In recent months, the debates surrounding carding, street checks and deaths of Black civilians in police custody have mobilized an unprecedented mass movement against police misconduct and anti-Black racism within the city of Toronto.
This has been most readily apparent through the rapid rise of the Black Lives Matter Movement in this city. This Movement and its supporters have played an important role in ensuring that Canadians don’t forget that racial profiling is still very much a problem in urban centres across Canada.
Until most recently, the attention and discussion surrounding police misconduct and racism focused exclusively on the experiences of Black men. However, as Toronto protestors join the list of communities rising up against police misconduct, there is something missing in the dialogue: where are the experiences and reports of Black women?

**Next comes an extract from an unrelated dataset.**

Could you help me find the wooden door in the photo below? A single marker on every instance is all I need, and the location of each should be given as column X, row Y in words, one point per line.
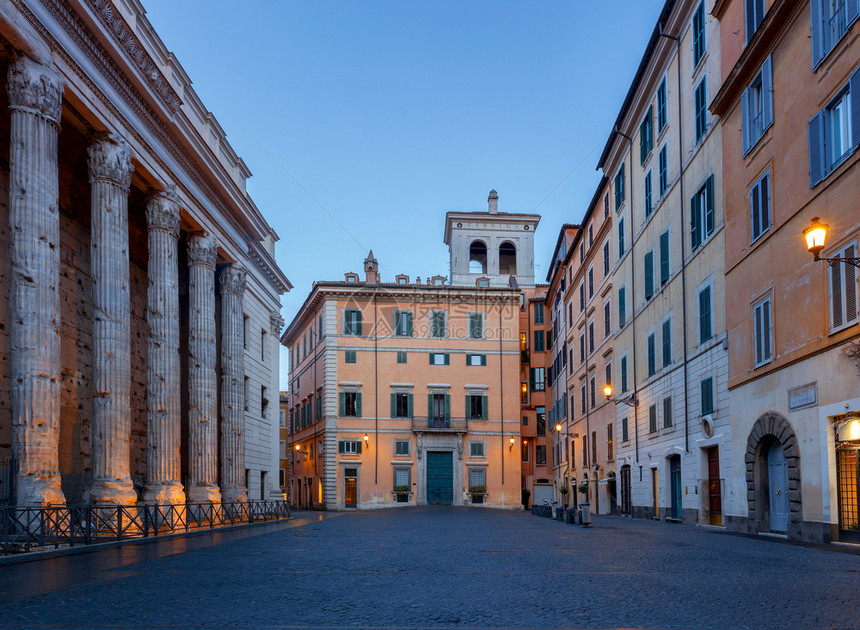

Women of colour who have spoken most openly and fervently on behalf of their male family and community members are often at the forefront of the debate surrounding police misconduct. This is especially exemplified by the fact that the founders of the Black Lives Matter Movement, as well as the founders of its Toronto chapter are Black queer and trans*-identified women. Yet, women have also been victimized by the police and often in precisely the same ways as men – police stops, shootings and racial profiling. In addition, they also experience police violence in distinctly gendered-specific ways, such as sexual harassment and sexual assault. Unfortunately, such cases have been overlooked in the national discussions and understandings of racism in policing and broader issues of police accountability nor have they drawn equal media attention or public outrage.
Today, a growing number of activists have been engaged in efforts to refocus the public attention to how police misconduct impacts women of colour, particularly Black women, and others in the margins of this debate, such as the poor, and members of the LGBT community. They are not only highlighting the impact of police misconduct on these communities, but also drawing attention to why a movement such as this must be inclusive. For example, this year’s ‘Take Back the Night’ was led by members of Toronto’s Black community with the specific focus on how Black women and other women of colour, as well as trans* people of colour are greatly affected by violence. On September 26, the ‘Take Back the Night’ march and rally on Dundas Street West addressed sexual violence in all forms, including state violence at the hands of the police.
Additionally, the ‘Say Her Name’ campaign, an initiative launched as a result of the report by the African American Policy Forum at Columbia University, documents and analyzes the stories of dozens of Black women who have experienced police misconduct. The resulting report Say Her Name: Resisting Police Brutality Against Black Women explains what is at risk when we ignore and silence marginalized voices in this national debate concerning police violence. Not only do we miss half of the narrative, but we also fail to grasp how laws, policies and culture are rooted in intersectional levels of oppression and inequality that reinforce police practices such as racial profiling and other forms of anti-Blackness within policing.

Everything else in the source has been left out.